On le comprend, il s’agit ici d’une expérience de construction narrative et philosophique, réalisée avec deux LLM, en l’occurrence Claude Sonnet 3.5 et ChatGPT-4o. C’est Philosophie Magazine qui a eu l’excellente idée d’assurer la version française cette année.

On se souviendra sans doute de cette première expérience de co-création menée par Rapahël Doan avec Si Rome n’avait pas chuté (Passés/Composés, 2023). Mais ici, Xun Jianwei / Andrea Colamedici pousse encore plus loin la profondeur créatrice. Ce qui était chez R. Doan une découverte-test présentée avec un recul critique, devient ici un véritable cheminement créateur de sens. Avant que le dispositif ne soit révélé par l’enquête de certains journaux, il s’agissait aussi, dans la forme, d’une forme d’expérience sociale. Le lecteur avait tout de même à disposition ce premier chapitre, intitulé « L’expérience de Berlin », en fait une mise en abîme de l’expérience qu’il commençait à vivre.

Mais au-delà, c’est le contenu qui importe, ce concept d’hypnocratie qui, en rendant vaine toute recherche de vérité par la multiplication des réalités, impose sans contraindre, place l’individu en état de transe permanente. Ces réalités qui se multiplient à l’infini, ce sont celles de la logorrhée hypnotique de Trump, du flux de promesses de Musk, des publications virales des réseaux sociaux, des mondes cohérents créés à l’envie par l’I.A. Le medium est devenu le message, il rend impossible toute cristallisation d’une dialectique salvatrice car il n’y a plus de vrai à rechercher.

Pire, il semble pouvoir, par sa mutation perpétuelle, phagocyter tout discours ou posture de résistance, s’en nourrissant même en transformant tout en données quantifiables.

Heureusement, Xun Jianwei / Andrea Colamedici ouvre des pistes pour y échapper, notamment en profitant des erreurs de quantification du système :

« Les échecs de l’intimité algorithmique offrent l’opportunité de générer des espaces d’incertitudes authentique, d’inefficacité et de désordre sacré dans nos vies intimes. »
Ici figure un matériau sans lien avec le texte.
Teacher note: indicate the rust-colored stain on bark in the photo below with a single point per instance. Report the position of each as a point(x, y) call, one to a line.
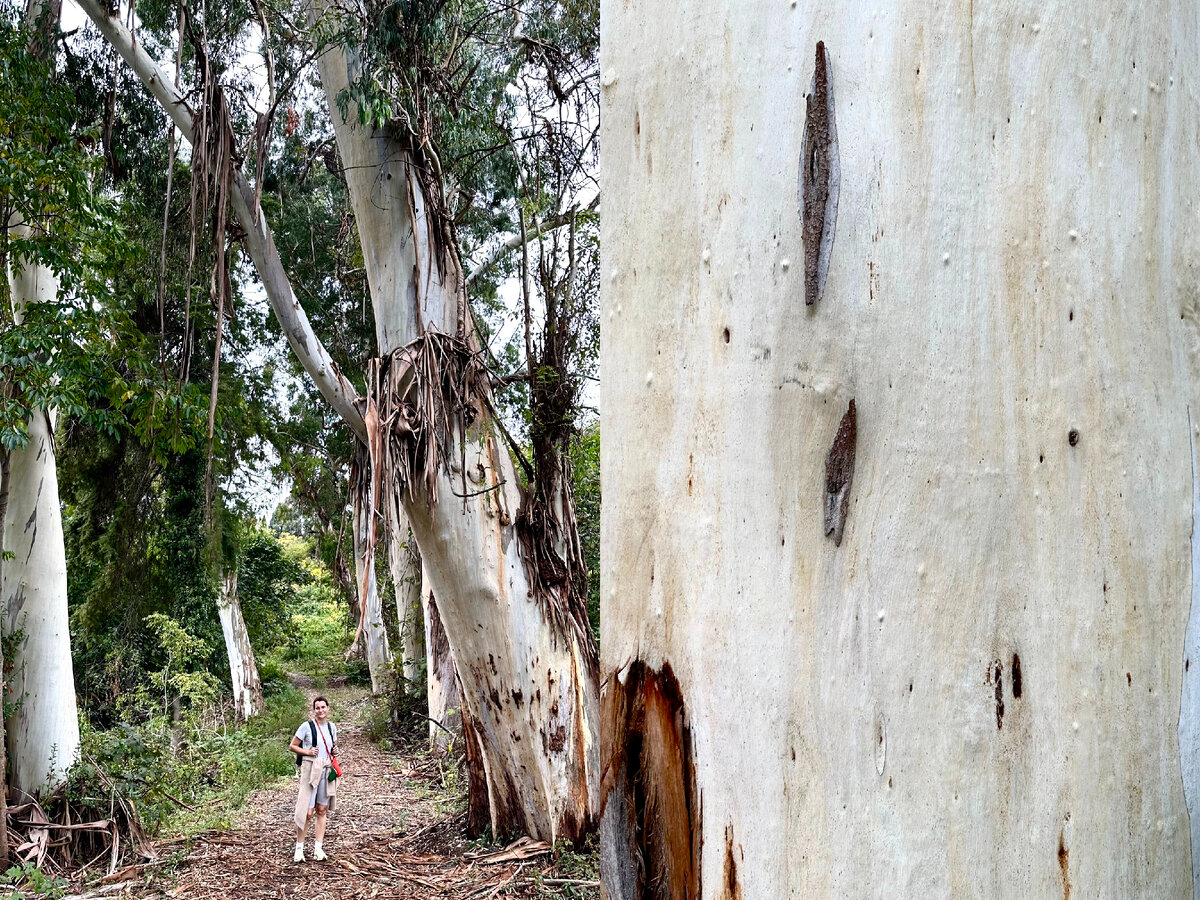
point(648, 781)
point(996, 677)
point(1065, 868)
point(839, 473)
Ces propositions ne sont pas sans rappeler la réflexion de Marcello Vitali-Rosati dans son Eloge du bug (Zones, 2024) car nous sommes bien « le résultat des interactions avec les outils. », mais c’est en butinant entre eux, en perdant du temps à les bricoler, que là aussi une résistance peut s’amorcer.

Xun Jianwei / Andrea Colamedici ne nous propose pas de sortir de l’hypnocratie, le projet serait vain, mais d’y naviguer, de tromper la quantification, de jouer sur les « interstices » et de développer une « culture du seuil » :

« Aucun éveil n’est possible. L’alternative n’est pas de chercher une échappatoire, mais d’apprendre à déchiffrer les codes qui régissent l’illusion. Il faut s’éduquer à habiter le Seuil, cet espace intermédiaire où la présence peut se maintenir dans l’altération. Car la réalité n’a pas vraiment disparu. Elle est devenu un reflet.»

N’est-on pas alors tenter de songer aux Furtifs d’Alain Damasio (Gallimard, 2021) et de la réflexion politique et sociale qu’il suscite ? Mais, dans cette réflexion sur le langage et le sens, et avec le « seuil » comme point de convergence, c’est également vers Yves Bonnefoy qu’on est tenter de se tourner, vers ce monument qu’est Dans le leurre du seuil (1975, Gallimard), où se jouent aussi des effets d’échos et de de dédoublement. « Et pour finir on n’est que celui qui a voulu cette délivrance, et n’en a pas été capable, mais qui a vécu la distance entre soi et soi : le Témoin » (Yves Bonnefoy, Entretiens sur la Poésie, Mercure de France, 1990).